The issue of autism prevalence gained significant attention this week after President Donald Trump, speaking at a White House press event, claimed that taking Tylenol during pregnancy was linked to an increased risk of autism in children.
“The Trump Administration does not believe popping more pills is always the answer for better health,” White House Press Secretary Karoline Leavitt said in a follow-up statement. “There is mounting evidence finding a connection between acetaminophen use during pregnancy and autism — and that’s why the Administration is courageously issuing this new health guidance.”
The remarks sparked swift backlash from healthcare experts, who emphasized that no scientific study has ever established a causal link between Tylenol use and autism.
Yet, as debates over modern medicine dominate the headlines, new research suggests the roots of autism’s high prevalence in humans may trace back much further—embedded deep in the evolutionary history of the human brain.
In a recent study published in Molecular Biology and Evolution, researchers from Stanford University report that a specific type of brain cell, known as layer 2/3 intratelencephalic (L2/3 IT) neurons, has undergone accelerated evolutionary changes in humans compared to other primates.
Researchers assert that these changes appear tied to a dramatic down-regulation of genes associated with autism, pointing to natural selection as a possible driver of both human intelligence and heightened autism susceptibility.
“Surprisingly, this accelerated evolution was accompanied by the dramatic down-regulation of autism-associated genes, which was likely driven by polygenic positive selection specific to the human lineage,” the researchers write. “In summary, we introduce a general principle governing neuronal evolution and suggest that the exceptionally high prevalence of autism in humans may be a direct result of natural selection for lower expression of a suite of genes that conferred a fitness benefit to our ancestors while also rendering an abundant class of neurons more sensitive to perturbation.”
The study builds on a longstanding puzzle in evolutionary biology: why some cell types remain conserved across species, while others evolve more rapidly.
By analyzing more than a million neurons across six mammalian species, the researchers found a clear pattern—abundant neuronal types tend to evolve more slowly, while rarer ones change more quickly.
In humans, the opposite pattern emerged for L2/3 IT neurons, which are not only highly abundant but also central to complex thought, language, and abstract reasoning. Instead of remaining conserved, these neurons showed accelerated changes in gene expression.

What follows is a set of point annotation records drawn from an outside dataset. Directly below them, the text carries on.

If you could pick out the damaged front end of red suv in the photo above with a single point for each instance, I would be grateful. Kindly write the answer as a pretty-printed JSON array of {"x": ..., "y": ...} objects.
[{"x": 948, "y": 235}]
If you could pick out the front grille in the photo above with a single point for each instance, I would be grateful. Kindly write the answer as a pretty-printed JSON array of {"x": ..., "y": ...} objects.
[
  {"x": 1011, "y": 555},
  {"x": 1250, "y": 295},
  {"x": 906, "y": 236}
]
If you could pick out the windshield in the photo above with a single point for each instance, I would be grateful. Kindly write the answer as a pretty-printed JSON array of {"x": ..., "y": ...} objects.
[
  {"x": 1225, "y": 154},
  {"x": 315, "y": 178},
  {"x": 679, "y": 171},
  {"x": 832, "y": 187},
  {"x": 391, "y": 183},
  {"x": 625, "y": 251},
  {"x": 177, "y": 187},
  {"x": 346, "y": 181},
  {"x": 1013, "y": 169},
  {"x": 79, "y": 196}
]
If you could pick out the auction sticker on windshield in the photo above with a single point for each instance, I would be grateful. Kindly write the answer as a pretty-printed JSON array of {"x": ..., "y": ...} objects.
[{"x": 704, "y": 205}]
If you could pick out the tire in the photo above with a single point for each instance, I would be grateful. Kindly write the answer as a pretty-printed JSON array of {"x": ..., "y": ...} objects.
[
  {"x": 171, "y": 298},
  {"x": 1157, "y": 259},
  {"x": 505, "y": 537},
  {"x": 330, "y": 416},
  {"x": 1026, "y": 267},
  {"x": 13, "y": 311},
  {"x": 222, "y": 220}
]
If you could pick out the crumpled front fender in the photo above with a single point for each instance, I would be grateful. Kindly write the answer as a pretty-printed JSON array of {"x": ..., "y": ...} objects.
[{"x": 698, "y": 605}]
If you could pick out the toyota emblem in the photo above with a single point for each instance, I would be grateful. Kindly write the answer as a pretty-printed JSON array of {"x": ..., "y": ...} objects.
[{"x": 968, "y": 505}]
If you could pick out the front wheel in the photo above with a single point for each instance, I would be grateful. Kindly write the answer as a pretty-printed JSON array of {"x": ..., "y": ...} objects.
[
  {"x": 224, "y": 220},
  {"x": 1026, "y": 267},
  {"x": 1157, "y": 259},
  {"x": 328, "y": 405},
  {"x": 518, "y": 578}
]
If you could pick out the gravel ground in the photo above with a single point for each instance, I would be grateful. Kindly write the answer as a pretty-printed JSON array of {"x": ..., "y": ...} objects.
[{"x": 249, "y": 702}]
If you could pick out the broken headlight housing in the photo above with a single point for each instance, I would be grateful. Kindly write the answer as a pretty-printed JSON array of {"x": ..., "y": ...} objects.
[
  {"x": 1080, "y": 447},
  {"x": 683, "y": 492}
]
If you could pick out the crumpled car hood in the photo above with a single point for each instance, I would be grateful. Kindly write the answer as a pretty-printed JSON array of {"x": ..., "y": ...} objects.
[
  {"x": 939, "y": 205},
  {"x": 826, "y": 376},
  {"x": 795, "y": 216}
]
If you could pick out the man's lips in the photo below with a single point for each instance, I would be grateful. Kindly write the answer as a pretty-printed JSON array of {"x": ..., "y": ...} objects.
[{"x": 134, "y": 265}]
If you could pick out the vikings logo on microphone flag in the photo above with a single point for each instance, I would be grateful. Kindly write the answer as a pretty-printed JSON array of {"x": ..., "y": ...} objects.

However, the study found that the same changes that boosted human cognition may have come with a cost. L2/3 IT neurons in humans displayed significantly reduced expression of high-confidence autism-linked genes compared to chimpanzees and gorillas
This suggests that natural selection favored these genetic shifts, perhaps because they enhanced uniquely human traits, while simultaneously bringing humans closer to what the authors call an “ASD expression threshold,” where even minor genetic or environmental disruptions can push brain development into autism.
One striking example is the gene DLG4, which encodes the synaptic protein PSD-95. Researchers found that DLG4 expression in humans is 2.5 times lower than in chimpanzees.
Although not sufficient by itself to cause autism, this reduced baseline expression means that losing a single copy of the gene could push humans below a critical threshold, leading to ASD traits. In other primates, however, even losing one copy would not be sufficient to lower expression enough to cause autism.
These findings could explain why autism, which affects about 1 in 36 U.S. children today, is far more common in humans than in other primates.
“We propose that the down-regulation of ASD-linked genes in humans increased the likelihood of ASD in the human lineage, such that small perturbations during development are sufficient to cause ASD characteristics in humans but not chimpanzees,” researchers explain.
The findings lend weight to a provocative idea, that autism may be, at least in part, a byproduct of the same evolutionary processes that gave rise to modern human intelligence.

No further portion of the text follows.